🔧 Luthería · Mantenimiento · Sistema Pullaway

Tu guitarra se ha vuelto dura de tocar. Esto es lo que le está pasando

Con los años, toda guitarra pierde su proyección original y la acción sube. En una guitarra tradicional es casi imposible corregirlo. Con el Sistema Pullaway, es un ajuste normal de taller.

Por Nicolás Rodríguez Guerra · Luthier · NRG Luthier · 2026
Lo escucho constantemente, y casi siempre con el mismo tono de resignación: "mi guitarra antes era más cómoda". El guitarrista no se refiere al sonido, ni a la afinación.
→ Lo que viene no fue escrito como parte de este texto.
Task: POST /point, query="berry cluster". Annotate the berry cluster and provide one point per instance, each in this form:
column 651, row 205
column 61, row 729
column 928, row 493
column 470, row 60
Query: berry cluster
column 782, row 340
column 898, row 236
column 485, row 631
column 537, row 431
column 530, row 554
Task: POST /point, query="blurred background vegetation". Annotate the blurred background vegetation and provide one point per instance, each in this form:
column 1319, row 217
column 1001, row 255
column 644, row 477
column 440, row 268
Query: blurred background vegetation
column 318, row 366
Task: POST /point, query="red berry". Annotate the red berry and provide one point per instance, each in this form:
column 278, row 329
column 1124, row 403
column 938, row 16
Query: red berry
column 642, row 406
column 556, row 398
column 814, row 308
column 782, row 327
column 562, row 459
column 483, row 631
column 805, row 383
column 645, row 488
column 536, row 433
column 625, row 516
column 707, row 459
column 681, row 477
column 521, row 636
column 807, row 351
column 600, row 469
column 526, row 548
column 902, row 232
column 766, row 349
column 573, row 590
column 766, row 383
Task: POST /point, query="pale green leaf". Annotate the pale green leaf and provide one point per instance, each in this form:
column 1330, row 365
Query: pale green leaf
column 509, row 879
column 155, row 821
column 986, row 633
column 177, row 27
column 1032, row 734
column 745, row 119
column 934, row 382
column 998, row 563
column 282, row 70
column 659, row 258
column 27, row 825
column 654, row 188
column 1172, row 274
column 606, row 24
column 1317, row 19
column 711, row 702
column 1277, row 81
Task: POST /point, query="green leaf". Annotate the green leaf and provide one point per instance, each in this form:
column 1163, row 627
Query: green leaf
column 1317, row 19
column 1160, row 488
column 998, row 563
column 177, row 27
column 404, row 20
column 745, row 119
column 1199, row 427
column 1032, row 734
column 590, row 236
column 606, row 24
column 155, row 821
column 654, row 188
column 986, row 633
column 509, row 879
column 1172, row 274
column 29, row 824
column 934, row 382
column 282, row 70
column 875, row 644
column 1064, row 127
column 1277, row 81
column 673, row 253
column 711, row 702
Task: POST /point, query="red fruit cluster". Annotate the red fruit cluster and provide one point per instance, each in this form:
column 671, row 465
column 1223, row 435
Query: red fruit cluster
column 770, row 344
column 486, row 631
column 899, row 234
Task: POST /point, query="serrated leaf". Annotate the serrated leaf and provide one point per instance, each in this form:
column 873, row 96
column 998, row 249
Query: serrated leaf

Se refiere a algo más físico y más molesto: cada vez cuesta más pisar las cuerdas, los dedos se cansan antes, ciertos acordes que antes salían solos ahora exigen un esfuerzo extra. La guitarra no se ha roto. Simplemente ha hecho lo que hacen todas las guitarras del mundo, tarde o temprano: perder su proyección original.

Esto no es un defecto de fabricación ni un signo de mala calidad. Es una consecuencia física de la tensión constante de seis cuerdas tirando durante años sobre una estructura de madera. Le pasa a las guitarras de mil euros y le pasa a las de quince mil. La diferencia real no está en si le va a pasar a tu guitarra, sino en si, cuando pase, se puede corregir sin abrir el instrumento.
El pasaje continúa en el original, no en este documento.